At 12:30 in the morning, Mark watched Ryan and Mandy disappear down the clearing under the power lines and the stars. He could tell Ryan was nervous to grab her hand by the way he kept fidgeting and awkwardly putting his arm around her shoulder, probably asking if she was cold.

 

Mark admired Ryan’s courage at twelve to pursue a pretty girl like Mandy. He didn’t put enough effort to make Jessica feel special, and he knew he didn’t put nearly enough effort toward most aspects of his life now. In the stillness of the Honda Accord, Mark imagined what Ryan’s mom was like. Is she dating? Would she marry a thirty-eight year old bank manager?
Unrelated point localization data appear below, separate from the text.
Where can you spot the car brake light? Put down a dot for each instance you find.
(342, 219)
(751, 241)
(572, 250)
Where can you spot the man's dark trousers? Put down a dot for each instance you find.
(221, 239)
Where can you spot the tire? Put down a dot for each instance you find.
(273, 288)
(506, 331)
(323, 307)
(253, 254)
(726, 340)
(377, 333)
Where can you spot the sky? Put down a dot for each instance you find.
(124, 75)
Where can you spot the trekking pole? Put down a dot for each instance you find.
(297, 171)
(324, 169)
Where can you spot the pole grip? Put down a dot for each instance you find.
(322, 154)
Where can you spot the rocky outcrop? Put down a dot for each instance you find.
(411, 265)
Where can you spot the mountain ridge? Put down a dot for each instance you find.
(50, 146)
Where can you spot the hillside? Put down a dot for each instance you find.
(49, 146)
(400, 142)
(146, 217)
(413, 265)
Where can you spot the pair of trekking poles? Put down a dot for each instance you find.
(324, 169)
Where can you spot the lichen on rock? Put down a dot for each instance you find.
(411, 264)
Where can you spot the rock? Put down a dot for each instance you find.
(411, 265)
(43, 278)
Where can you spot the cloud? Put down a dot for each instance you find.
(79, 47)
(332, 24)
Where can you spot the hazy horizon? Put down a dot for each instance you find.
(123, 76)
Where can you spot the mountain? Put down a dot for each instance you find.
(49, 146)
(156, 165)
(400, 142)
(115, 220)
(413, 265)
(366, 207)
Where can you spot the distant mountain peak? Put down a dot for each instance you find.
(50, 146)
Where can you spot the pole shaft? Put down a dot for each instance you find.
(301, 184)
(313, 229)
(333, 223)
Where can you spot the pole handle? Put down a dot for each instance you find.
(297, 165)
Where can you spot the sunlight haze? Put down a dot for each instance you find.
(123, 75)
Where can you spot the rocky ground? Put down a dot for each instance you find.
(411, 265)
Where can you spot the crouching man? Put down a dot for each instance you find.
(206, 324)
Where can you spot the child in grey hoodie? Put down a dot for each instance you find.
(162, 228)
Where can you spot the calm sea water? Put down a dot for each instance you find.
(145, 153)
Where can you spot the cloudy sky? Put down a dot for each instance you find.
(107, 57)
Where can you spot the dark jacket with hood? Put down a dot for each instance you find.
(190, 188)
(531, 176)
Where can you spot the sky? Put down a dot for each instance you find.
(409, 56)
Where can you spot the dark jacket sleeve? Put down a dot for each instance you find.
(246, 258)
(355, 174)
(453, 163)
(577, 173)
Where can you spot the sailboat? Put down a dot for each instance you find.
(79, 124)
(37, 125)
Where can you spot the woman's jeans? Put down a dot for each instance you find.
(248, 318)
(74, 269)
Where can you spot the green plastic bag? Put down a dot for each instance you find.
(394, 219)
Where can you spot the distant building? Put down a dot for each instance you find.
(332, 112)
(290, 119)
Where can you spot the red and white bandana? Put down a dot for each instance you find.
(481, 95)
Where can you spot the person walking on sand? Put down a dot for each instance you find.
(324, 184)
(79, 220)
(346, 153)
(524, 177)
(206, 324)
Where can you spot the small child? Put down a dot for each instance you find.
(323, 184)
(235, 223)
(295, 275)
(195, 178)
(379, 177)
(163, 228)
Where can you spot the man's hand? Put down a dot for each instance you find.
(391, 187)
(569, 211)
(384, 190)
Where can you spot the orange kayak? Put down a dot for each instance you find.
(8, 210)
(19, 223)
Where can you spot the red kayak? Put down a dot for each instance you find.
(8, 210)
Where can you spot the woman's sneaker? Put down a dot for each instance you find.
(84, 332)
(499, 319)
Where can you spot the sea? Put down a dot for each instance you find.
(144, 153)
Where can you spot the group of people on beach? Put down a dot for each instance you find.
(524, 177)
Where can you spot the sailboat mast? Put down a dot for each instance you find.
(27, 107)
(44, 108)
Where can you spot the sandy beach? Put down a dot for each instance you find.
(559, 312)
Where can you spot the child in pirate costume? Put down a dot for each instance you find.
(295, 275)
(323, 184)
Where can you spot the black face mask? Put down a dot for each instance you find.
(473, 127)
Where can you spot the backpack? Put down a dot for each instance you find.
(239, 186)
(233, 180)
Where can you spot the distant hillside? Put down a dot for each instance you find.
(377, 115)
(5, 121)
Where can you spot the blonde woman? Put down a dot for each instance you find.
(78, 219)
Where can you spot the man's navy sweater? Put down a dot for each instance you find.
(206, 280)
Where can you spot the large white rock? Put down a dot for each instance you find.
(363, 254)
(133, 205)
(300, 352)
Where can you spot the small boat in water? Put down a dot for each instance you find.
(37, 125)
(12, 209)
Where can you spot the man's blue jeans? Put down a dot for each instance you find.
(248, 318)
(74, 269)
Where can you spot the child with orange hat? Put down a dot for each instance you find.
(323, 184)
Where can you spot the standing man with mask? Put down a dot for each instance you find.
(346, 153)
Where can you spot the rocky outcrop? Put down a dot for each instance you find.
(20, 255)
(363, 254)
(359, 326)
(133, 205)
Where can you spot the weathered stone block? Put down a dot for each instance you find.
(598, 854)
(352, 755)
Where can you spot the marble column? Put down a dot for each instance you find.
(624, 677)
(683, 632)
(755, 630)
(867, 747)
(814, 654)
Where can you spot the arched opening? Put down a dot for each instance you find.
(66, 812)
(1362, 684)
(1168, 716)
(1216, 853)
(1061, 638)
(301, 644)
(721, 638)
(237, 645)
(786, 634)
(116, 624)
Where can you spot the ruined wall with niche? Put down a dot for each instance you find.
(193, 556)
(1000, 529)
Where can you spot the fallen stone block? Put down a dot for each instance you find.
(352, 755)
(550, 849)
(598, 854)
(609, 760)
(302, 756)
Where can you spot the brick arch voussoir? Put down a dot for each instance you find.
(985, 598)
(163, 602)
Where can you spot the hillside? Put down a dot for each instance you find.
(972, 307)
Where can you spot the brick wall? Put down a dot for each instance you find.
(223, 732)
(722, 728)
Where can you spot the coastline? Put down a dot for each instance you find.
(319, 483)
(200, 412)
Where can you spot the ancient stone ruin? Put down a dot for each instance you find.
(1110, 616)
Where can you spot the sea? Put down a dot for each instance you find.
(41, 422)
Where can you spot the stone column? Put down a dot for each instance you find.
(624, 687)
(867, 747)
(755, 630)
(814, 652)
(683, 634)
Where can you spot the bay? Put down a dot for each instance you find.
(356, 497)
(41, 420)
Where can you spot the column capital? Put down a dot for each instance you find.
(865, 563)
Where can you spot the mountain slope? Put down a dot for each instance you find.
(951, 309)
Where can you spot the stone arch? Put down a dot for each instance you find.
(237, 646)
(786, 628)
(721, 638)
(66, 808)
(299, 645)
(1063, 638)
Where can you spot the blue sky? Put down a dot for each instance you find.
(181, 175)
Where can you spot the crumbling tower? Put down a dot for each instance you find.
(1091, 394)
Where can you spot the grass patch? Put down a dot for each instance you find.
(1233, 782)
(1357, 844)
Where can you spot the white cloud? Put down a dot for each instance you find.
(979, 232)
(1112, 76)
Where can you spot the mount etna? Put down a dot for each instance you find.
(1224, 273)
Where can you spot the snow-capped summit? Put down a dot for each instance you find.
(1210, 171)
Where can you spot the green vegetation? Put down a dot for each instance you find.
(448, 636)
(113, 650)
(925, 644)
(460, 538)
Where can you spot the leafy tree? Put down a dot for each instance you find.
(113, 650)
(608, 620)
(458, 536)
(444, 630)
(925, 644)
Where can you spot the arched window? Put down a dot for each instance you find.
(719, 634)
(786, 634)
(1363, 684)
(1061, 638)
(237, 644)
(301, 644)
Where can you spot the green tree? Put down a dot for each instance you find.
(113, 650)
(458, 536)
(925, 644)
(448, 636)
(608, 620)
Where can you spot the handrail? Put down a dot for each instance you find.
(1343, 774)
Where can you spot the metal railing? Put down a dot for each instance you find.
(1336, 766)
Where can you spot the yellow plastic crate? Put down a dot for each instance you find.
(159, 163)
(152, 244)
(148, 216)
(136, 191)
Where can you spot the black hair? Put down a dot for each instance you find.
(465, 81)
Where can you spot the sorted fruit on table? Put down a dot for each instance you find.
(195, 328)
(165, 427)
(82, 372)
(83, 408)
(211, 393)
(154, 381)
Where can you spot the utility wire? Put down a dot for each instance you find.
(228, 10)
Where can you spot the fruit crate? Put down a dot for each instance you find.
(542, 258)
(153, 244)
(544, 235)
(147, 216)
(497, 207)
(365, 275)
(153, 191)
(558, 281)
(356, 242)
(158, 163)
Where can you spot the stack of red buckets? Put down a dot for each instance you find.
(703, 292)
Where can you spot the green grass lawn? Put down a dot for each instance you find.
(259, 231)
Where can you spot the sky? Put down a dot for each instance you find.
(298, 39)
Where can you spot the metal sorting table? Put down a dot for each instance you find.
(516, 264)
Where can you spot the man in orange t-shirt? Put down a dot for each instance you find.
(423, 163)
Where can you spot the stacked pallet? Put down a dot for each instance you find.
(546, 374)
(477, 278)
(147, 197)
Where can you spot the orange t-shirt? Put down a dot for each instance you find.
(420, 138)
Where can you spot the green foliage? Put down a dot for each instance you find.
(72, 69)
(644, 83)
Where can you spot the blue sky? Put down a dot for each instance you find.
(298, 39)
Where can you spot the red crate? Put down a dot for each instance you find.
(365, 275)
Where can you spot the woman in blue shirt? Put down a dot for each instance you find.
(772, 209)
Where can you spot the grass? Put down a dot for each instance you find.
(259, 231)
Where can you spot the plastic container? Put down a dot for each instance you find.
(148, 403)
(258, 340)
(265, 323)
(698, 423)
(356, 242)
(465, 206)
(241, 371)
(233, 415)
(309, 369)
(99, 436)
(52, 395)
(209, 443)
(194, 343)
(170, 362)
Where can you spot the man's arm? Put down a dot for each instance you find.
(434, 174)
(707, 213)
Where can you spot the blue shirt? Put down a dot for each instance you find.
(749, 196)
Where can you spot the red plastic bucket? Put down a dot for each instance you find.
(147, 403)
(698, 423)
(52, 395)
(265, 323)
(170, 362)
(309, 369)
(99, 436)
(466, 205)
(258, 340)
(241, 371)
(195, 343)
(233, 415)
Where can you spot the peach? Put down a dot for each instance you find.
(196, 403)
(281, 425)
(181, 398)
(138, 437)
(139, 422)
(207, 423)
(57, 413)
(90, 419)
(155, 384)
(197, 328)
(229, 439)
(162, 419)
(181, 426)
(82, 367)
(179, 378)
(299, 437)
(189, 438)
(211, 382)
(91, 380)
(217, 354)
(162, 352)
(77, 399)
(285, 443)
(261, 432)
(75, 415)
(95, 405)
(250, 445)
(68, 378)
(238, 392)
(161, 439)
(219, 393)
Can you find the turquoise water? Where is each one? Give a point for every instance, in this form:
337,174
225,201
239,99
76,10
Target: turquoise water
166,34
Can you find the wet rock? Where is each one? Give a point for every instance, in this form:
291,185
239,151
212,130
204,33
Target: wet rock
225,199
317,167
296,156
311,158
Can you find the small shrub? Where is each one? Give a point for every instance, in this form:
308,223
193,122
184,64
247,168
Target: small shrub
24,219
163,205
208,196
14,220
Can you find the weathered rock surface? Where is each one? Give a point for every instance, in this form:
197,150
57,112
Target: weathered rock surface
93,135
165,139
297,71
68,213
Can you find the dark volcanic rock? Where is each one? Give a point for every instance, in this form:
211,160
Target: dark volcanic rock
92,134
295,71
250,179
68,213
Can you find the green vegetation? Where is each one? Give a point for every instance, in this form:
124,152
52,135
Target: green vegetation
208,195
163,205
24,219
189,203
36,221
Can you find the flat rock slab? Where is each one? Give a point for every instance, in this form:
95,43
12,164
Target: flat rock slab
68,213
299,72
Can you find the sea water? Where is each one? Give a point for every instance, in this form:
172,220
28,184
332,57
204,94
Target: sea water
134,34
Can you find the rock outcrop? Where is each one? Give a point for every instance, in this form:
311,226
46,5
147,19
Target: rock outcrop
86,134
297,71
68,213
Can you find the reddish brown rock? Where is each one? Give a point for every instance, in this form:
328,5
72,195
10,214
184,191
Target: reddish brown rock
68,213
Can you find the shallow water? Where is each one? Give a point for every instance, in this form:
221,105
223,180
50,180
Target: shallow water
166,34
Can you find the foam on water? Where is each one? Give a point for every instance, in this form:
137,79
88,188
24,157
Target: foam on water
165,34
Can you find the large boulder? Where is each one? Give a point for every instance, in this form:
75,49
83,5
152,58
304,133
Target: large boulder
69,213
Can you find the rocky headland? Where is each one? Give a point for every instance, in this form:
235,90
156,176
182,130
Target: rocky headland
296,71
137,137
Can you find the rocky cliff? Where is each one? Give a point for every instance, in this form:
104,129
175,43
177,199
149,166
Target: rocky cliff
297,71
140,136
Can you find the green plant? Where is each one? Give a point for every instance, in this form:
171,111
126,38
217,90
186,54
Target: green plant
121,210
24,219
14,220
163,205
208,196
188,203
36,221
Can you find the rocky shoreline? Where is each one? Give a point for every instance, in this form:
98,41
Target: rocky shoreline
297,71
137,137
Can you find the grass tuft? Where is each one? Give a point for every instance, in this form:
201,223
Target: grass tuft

Would she have more kids? 

 

He could picture a petite woman with sandy hair, just like Ryan’s. She was chatting with other moms in the bleachers of a high school basketball game and reaching for his thigh to give it a squeeze. He turned from the dad next to him and smiled at her before returning to his conversation about Ryan’s free throw averages and the team’s chance at winning the conference.

 

By now, Ryan and Mandy were out of sight, consumed by the fields and the darkness. Mark hoped he had kissed her. He would wait all night in the car if it meant Ryan would get to kiss that girl.

 

Mark closed his eyes and let himself sink into his memories of Jessica and dreams of a happier future. Ryan seemed to be on the edge of one million possibilities in his life, but maybe Mark wasn’t so far behind.